GOTT: The stadium is a long time coming. It’s sensational and undoubtedly represents what UVA stands for in athletics. I give a lot of kudos to coach Jo [Hardin]. While the players worked their butts off for this, so did coach, and to finally be able to touch it, see it, walk through it and live in it is surreal. When I visited, I told the girls they better earn that stadium every dang day… Palmer Park is 8-year-old Liv’s dream and it finally came true!
Q: What was your favorite part of Palmer Park?
GOTT: I love to people watch so my favorite part is the media room on the upper level. If you walk up there, not only can you see the whole field and all of the fans (near and far), but if you look beyond center field you get a view of the mountains. You can even see the top of the Rotunda from up there too. You all can catch me there when the Hoos return to Palmer Park!
Q: As an alumna of the program, how important is the new stadium?
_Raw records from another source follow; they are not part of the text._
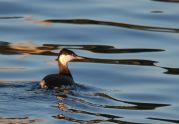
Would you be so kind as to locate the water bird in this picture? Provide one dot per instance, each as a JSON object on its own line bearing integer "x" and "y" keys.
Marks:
{"x": 64, "y": 77}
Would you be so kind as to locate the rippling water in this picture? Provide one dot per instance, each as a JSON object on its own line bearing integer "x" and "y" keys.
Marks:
{"x": 132, "y": 73}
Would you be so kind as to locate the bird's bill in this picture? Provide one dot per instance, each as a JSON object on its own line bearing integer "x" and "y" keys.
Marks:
{"x": 80, "y": 58}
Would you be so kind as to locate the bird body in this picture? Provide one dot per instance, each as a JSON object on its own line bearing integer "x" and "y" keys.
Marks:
{"x": 64, "y": 77}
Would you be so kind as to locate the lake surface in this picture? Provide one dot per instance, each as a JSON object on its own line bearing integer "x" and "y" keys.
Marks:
{"x": 131, "y": 77}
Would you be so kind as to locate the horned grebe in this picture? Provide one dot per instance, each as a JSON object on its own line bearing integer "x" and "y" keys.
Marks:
{"x": 64, "y": 77}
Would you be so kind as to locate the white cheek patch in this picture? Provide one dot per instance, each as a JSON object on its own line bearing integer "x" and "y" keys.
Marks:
{"x": 64, "y": 59}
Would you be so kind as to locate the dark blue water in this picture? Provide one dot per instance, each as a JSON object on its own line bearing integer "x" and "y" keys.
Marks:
{"x": 132, "y": 74}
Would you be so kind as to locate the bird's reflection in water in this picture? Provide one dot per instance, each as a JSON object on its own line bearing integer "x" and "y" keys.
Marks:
{"x": 69, "y": 100}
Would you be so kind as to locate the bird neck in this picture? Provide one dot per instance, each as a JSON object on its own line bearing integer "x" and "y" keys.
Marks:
{"x": 64, "y": 69}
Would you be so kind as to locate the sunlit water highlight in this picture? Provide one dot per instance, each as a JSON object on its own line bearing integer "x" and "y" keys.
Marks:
{"x": 131, "y": 76}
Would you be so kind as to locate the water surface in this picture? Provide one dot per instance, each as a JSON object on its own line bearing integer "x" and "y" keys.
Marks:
{"x": 131, "y": 76}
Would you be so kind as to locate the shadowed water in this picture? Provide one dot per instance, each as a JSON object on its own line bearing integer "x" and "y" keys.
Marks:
{"x": 131, "y": 74}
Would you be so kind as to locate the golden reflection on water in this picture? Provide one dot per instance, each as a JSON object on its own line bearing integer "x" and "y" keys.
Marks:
{"x": 24, "y": 120}
{"x": 30, "y": 48}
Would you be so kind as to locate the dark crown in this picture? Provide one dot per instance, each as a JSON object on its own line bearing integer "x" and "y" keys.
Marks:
{"x": 65, "y": 51}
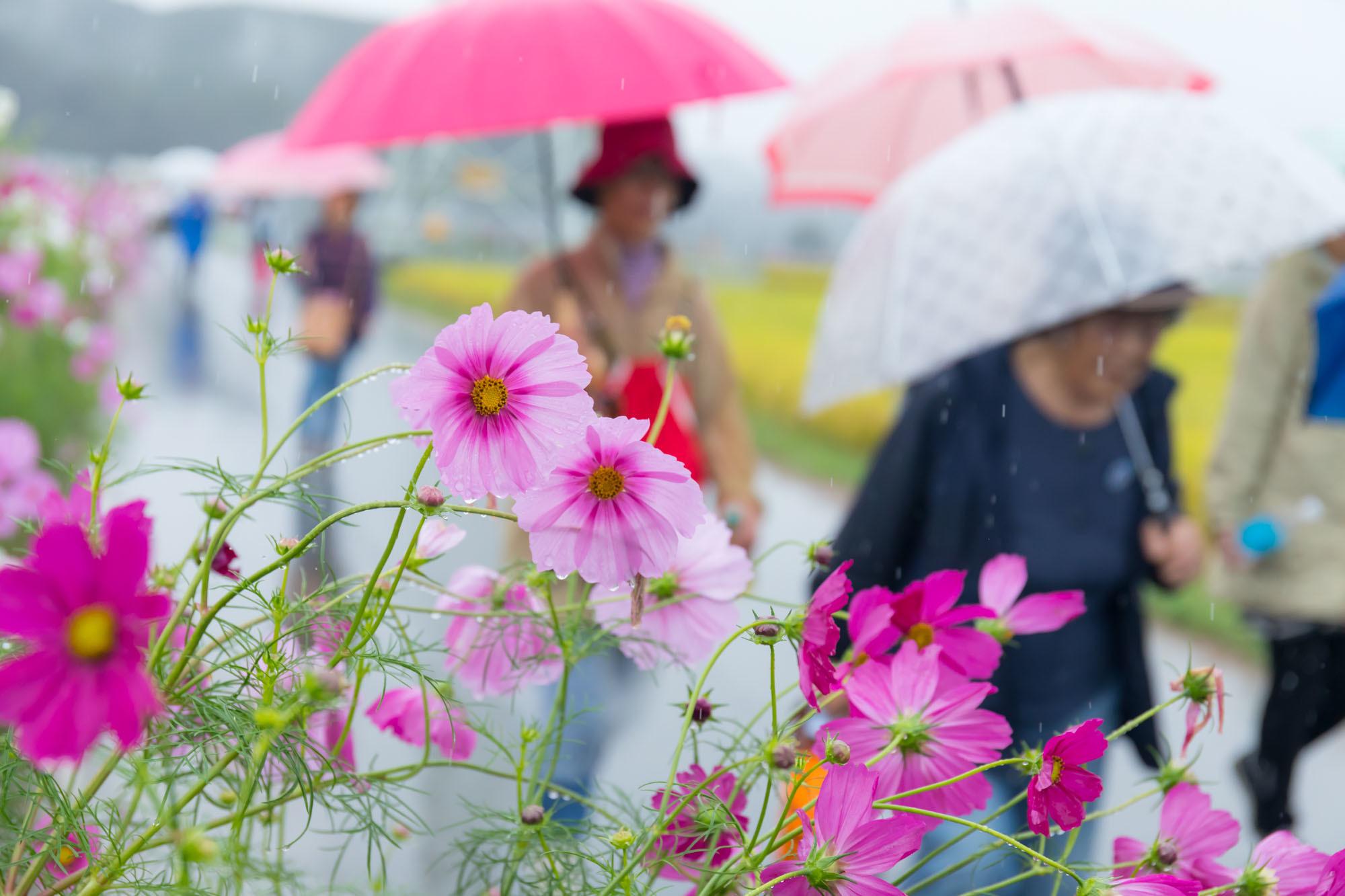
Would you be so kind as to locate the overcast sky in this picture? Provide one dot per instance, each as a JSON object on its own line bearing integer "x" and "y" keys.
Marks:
{"x": 1281, "y": 57}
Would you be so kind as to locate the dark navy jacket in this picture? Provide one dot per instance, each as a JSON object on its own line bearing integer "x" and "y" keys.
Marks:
{"x": 934, "y": 499}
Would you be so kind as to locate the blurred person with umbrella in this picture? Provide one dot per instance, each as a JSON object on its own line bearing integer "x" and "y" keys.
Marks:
{"x": 611, "y": 295}
{"x": 1020, "y": 280}
{"x": 1277, "y": 462}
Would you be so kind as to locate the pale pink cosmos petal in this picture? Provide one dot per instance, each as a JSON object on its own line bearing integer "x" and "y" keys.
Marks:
{"x": 1003, "y": 579}
{"x": 1039, "y": 614}
{"x": 438, "y": 538}
{"x": 545, "y": 405}
{"x": 1297, "y": 866}
{"x": 1126, "y": 852}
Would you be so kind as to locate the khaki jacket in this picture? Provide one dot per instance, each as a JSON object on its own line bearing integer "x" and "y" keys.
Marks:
{"x": 631, "y": 333}
{"x": 1270, "y": 456}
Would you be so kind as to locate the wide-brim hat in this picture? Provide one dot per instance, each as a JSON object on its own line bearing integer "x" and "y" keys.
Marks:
{"x": 626, "y": 143}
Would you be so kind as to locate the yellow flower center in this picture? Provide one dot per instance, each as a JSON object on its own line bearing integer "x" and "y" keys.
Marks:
{"x": 922, "y": 634}
{"x": 490, "y": 396}
{"x": 92, "y": 633}
{"x": 606, "y": 483}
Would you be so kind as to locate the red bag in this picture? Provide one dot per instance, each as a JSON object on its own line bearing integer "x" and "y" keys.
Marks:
{"x": 637, "y": 388}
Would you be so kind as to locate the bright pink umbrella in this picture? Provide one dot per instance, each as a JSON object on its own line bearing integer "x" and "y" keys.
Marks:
{"x": 490, "y": 67}
{"x": 874, "y": 116}
{"x": 264, "y": 166}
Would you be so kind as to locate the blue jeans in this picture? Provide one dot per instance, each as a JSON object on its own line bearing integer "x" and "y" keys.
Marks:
{"x": 597, "y": 685}
{"x": 319, "y": 430}
{"x": 1008, "y": 783}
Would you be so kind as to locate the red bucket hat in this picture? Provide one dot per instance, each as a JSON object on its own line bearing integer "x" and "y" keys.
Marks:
{"x": 623, "y": 145}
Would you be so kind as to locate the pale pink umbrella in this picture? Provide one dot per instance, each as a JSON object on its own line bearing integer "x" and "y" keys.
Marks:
{"x": 493, "y": 67}
{"x": 264, "y": 166}
{"x": 497, "y": 67}
{"x": 874, "y": 116}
How much of a difference does it make?
GOTT: The new stadium will attract top players to our program. I don’t see how a top-notch player can step foot on Grounds and not want to be a part of a program that is growing into something very special. Palmer Park is quite literally the foundation of UVA Softball. It allows the program to be elevated in our competition’s mind now because it’s something the coaches, players, support staff, donors, students, families and fans get excited for. Where there is excitement, there is passion. And where there is passion, there is more of a willingness to work hard and win.
Q: From the time you first engaged with Virginia in the recruiting process to seeing the new stadium this year, how far has the program come?
GOTT: In 2014 I stood at Lambeth Field down on the grass and the coach at the time told me this was where the new stadium was going to be and that I’d be playing on it by my second year of college. My dad had me look around and up at the beautiful and historical white pillars and said, “picture yourself hitting home runs into those.” I got goosebumps and was thrilled. Fast forward 5 years and a diploma and the program has just now built Palmer Park. So many people have fought for this and the program clearly has come a long way. The stadium is a complete game changer for coach Jo and her staff, her players, the university and the athletic program. It’s our wow factor and we finally have something that separates us from the pack. You hear coaches say all the time that you need a strong foundation in order to build a successful program. There’s no excuses now. This is it. This is the foundation.
Q: Last summer you got to be part of Team Israel. What was that experience like, especially being part of the first national team?
GOTT: I would encourage all girls to play internationally if they can. My family means everything to me and without them I really am nothing. So, when the opportunity presented itself in which I could truly represent my country, my religion, my heritage, my ancestry and my family, I would have been silly had I said no. I had never been to Israel before last summer and I almost backed out of my commitment to the team because I was scared and unjust for many reasons.
Upon arrival in Tel Aviv, my teammates and I met our manager and staff and soon felt safe and comfortable. We stayed on a Kibbutz that was kind of in the middle of nowhere, but it was in walking distance to our field, one of just four softball fields throughout all of Israel! We practiced every day, sometimes twice a day, and after every practice jumped in the pool to cool off and relax and refresh to get ready for the next day’s work. We took trips to Yad Vashem, Masada, the Western Wall and of course, the Tel Aviv beach! When it came time to take the field for the first time, it was surreal. Before every game they play each team’s national anthem and when the Israeli national anthem played I teared up a bit. Historically speaking, Team Israel has never placed in the top 10. Typically, they are ranked anywhere between 20 to 25. This past year we placed ninth which is great news for the state of Israel but unfortunately, we did not make it to the Olympic Qualifier, therefore no Olympic bid. But it is a dream of mine that I will continue to pursue for as long as my body lets me!